Vers un nouveau procès

En conséquence, les proclamés lanceurs d'alerte ont été condamnés. «A partir du moment où l'on confirme que notre action sert l'intérêt général, je ne vois pas la pertinence de la condamnation», a expliqué Raphaël Halet à la sortie de l'audience. Combatif et remonté il a annoncé vouloir faire appel.

Antoine Deltour s'est quant à lui déclaré «un peu sous le choc», mais a manifesté son intention de poursuivre l'action pour la reconnaissance des lanceurs d'alerte. Un procès LuxLeaks bis se rejouera donc dans les prochains mois dans la cité judiciaire luxembourgeoise.

Soutien populaire sur le parvis

Ce mercredi, les trois prévenus ont une nouvelle fois pu compter sur un soutien populaire. Plusieurs dizaines de personnes et des personnalités politiques se sont rassemblées  sur le parvis de la cité judiciaire.

Elles s'étaient présentées devant le tribunal à l'invitation des comités de soutien aux accusés. Un happening avait été organisé. Des acteurs luxembourgeois jouaient le rôle de représentants des firmes multinationales stigmatisées dans le scandale LuxLeaks. Ils se goinfraient sur le «banquet du peuple», assis à côté d'un échafaud où un lanceur d'alerte était entravé.

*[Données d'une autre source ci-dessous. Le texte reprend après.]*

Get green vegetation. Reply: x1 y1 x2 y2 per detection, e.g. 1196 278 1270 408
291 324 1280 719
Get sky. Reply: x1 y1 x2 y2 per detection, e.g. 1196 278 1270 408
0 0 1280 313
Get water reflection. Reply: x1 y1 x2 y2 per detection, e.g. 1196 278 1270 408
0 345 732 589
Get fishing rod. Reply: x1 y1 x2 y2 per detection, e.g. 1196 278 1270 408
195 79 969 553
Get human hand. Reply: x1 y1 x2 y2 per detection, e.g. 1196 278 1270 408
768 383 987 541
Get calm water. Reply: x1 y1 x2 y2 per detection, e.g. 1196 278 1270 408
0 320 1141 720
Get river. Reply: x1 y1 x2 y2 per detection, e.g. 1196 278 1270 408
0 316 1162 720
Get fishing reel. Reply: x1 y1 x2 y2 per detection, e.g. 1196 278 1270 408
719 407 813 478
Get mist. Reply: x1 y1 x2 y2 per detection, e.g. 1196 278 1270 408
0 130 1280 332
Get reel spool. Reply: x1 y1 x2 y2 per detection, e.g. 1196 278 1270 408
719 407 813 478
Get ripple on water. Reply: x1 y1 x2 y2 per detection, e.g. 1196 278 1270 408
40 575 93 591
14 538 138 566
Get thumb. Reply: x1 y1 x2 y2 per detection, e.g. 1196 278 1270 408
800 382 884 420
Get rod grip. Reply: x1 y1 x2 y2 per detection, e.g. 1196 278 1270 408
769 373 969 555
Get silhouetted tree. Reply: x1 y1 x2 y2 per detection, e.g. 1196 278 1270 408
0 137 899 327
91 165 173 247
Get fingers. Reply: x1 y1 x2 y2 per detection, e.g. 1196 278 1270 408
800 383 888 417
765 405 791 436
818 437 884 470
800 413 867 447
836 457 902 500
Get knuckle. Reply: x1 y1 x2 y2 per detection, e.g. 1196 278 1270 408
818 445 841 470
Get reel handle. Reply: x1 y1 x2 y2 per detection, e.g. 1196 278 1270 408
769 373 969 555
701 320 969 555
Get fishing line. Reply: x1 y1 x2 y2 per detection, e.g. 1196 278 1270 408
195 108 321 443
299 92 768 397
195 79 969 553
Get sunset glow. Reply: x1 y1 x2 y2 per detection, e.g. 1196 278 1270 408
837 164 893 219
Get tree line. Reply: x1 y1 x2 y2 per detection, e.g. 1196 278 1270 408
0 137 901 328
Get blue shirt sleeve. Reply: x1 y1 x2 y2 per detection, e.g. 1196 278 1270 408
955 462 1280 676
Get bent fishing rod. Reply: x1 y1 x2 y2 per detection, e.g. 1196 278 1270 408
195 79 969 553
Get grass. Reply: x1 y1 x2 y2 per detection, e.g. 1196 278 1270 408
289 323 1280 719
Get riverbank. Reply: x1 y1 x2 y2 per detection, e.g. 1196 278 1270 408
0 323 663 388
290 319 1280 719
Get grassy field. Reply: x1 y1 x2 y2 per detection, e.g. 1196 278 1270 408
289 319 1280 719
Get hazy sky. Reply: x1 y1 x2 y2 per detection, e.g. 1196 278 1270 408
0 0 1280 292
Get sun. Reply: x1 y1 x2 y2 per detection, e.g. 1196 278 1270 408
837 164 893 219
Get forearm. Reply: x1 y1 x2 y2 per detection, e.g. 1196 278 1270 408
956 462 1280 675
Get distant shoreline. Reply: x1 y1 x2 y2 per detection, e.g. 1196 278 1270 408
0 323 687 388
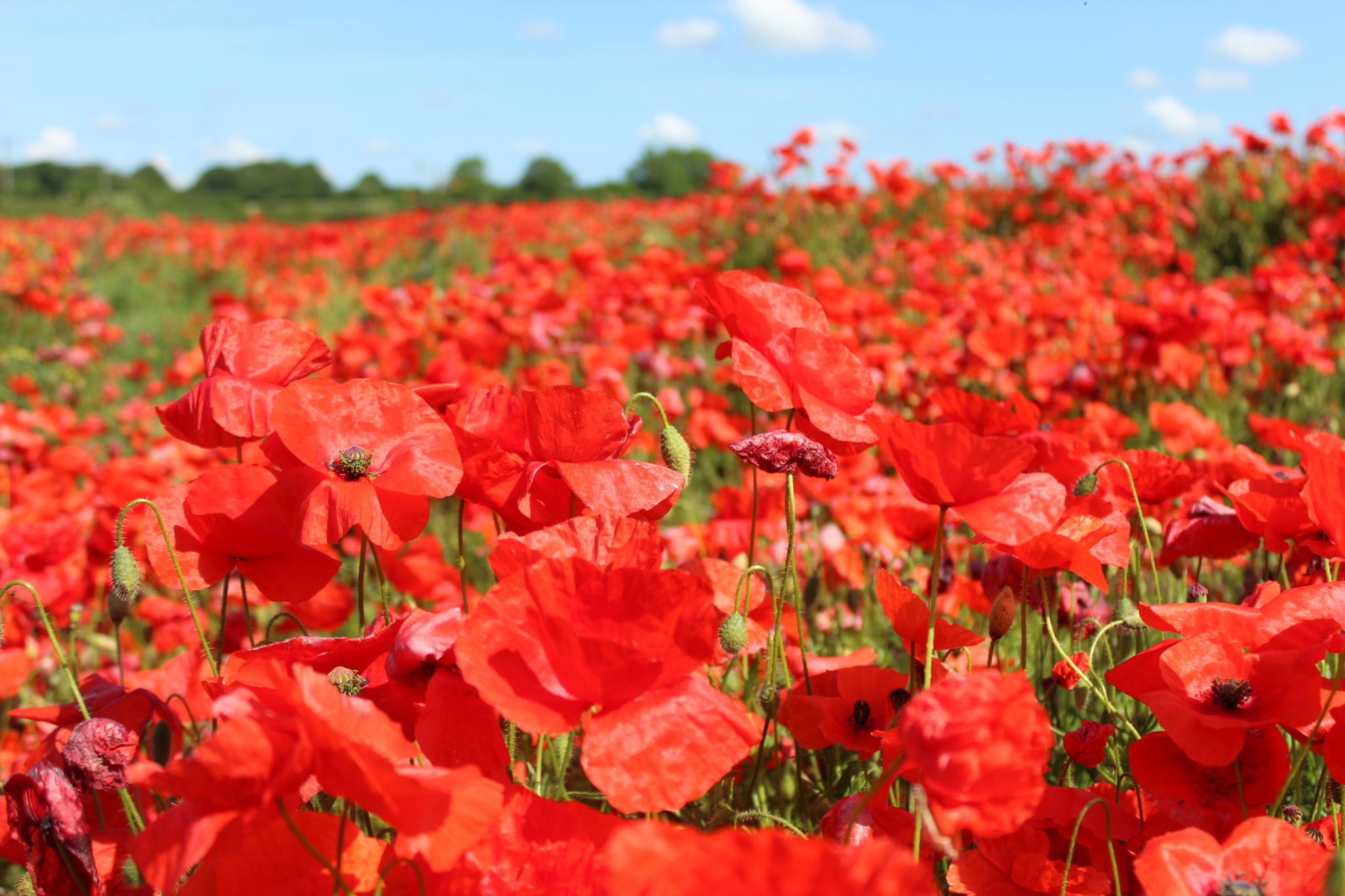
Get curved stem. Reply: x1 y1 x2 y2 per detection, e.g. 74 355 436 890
1060 797 1120 896
116 498 219 678
276 800 355 896
920 503 948 691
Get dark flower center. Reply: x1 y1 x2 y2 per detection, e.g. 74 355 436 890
1214 872 1266 896
846 700 873 731
1209 678 1252 711
327 444 374 482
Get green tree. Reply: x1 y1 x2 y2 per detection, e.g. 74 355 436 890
625 149 714 196
516 156 574 200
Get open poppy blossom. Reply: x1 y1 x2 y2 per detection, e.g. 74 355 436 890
145 463 340 603
447 385 684 530
155 318 332 447
695 271 878 454
262 379 463 548
457 557 759 811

 Seuls Antoine Deltour, 31 ans, et Raphaël Halet, 40 ans, assistaient au prononcé du jugement. Edouard Perrin se trouve en ce moment en Amérique du Nord, où il a repris des études.

Les deux anciens employés de la filiale luxembourgeoise de PwC étaient poursuivis pour vol, divulgation de secrets d'affaires, violation de secret professionnel, blanchiment et fraude informatique. Le journaliste Edouard Perrin comparaissait lui pour complicité de violation du secret professionnel, de violation du secret d'affaires et de blanchiment. Pour ces chefs d'inculpation, les accusés encouraient théoriquement jusqu'à cinq ans d'emprisonnement.